Rhythm and blues, greens, purples…

Grey and beige with a nice pot plant - offices aren't usually designed to inspire. Unless you work in a Soho studio, that is, says Caroline Roux. At Jungle even the walls are designed to get the creative juices flowing. Photographs by Chris Doyle.

Just because a post-production studio is called Jungle, it doesn't have to look like one. Unless, that is, it's in the middle of Soho and belongs to Adrian Reith. He takes names seriously. And decoration.

More than anything, he takes the business of post-production to heart. Studios are traditionally dank, airless places, packed with the hard-edged technology of monitors and mixing desks and manned by blokeish engineers in big T-shirts. To say that Reith's studios (he owns Jungle and its older sister Zoo), with their hectic colour schemes and people-mindedness, break this mould is putting it very mildly.

Reith started out in the business as an "end-user" (a copy-writing creative) long dismayed by the uncreative ambience that studios offered. "At one studio I used all the time, the owner never even said hello," he says. "Studios just think of the technical side, but the work done here is creative. I also see Jungle like a hotel: a large part of what we offer is service."

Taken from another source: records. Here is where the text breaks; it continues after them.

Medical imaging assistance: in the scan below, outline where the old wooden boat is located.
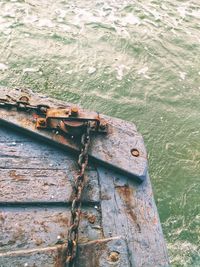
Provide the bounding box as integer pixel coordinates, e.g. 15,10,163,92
0,88,169,267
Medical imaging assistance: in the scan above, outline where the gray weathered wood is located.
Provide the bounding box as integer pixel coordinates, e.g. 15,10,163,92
0,89,169,267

It starts as soon as you enter the building, where a lime-green staircase leads you straight up to a domestically inclined reception area. "The thing we looked at closest was the reception desk," says Guy WIlson of AKA, who designed much of the bespoke furniture. "I hate those tall, fascist things with eyes peering over the top." Instead, he created an undulating object in layered solid Walnut. "It was meant to be organic, to be pleasing," he says. In fact, its almost self polishing: clients walk right up and unashamedly fondle its inviting curves, whils its comfortably low level does away with the "them and us-ness" that the usual slab of desk evokes. Others wait on big elephant-cord sofas, doubtless wondering at the strangeness of the Ingo Maurer chandelier still hung with the original blank sheets of white paper (the idea is to get visitors to doodle and gradually replace the blanks with the products of their boredom); or feel overwhelmed by the walls, painted with an abstract purple and lime grass design by textile designer Cressida Bell. Or the stunning abstract carpet she calls "Third Dot from the Sun".

"When Adrian first came to see me I told him I wasn't right for the job at all," says Bell. Two projects on, he seems to have proved her wrong. "I'd seen a rug by Cressida in The Independent, and it looked right somehow," says Reith. They first worked together on the decoration of Zoo, also in Soho, where Bell's red snakes slide up the walls of the reception area. "You'll never live with that, " said the decorators, "it'll last five minutes." Six years on, it's still looking good, if eccentric.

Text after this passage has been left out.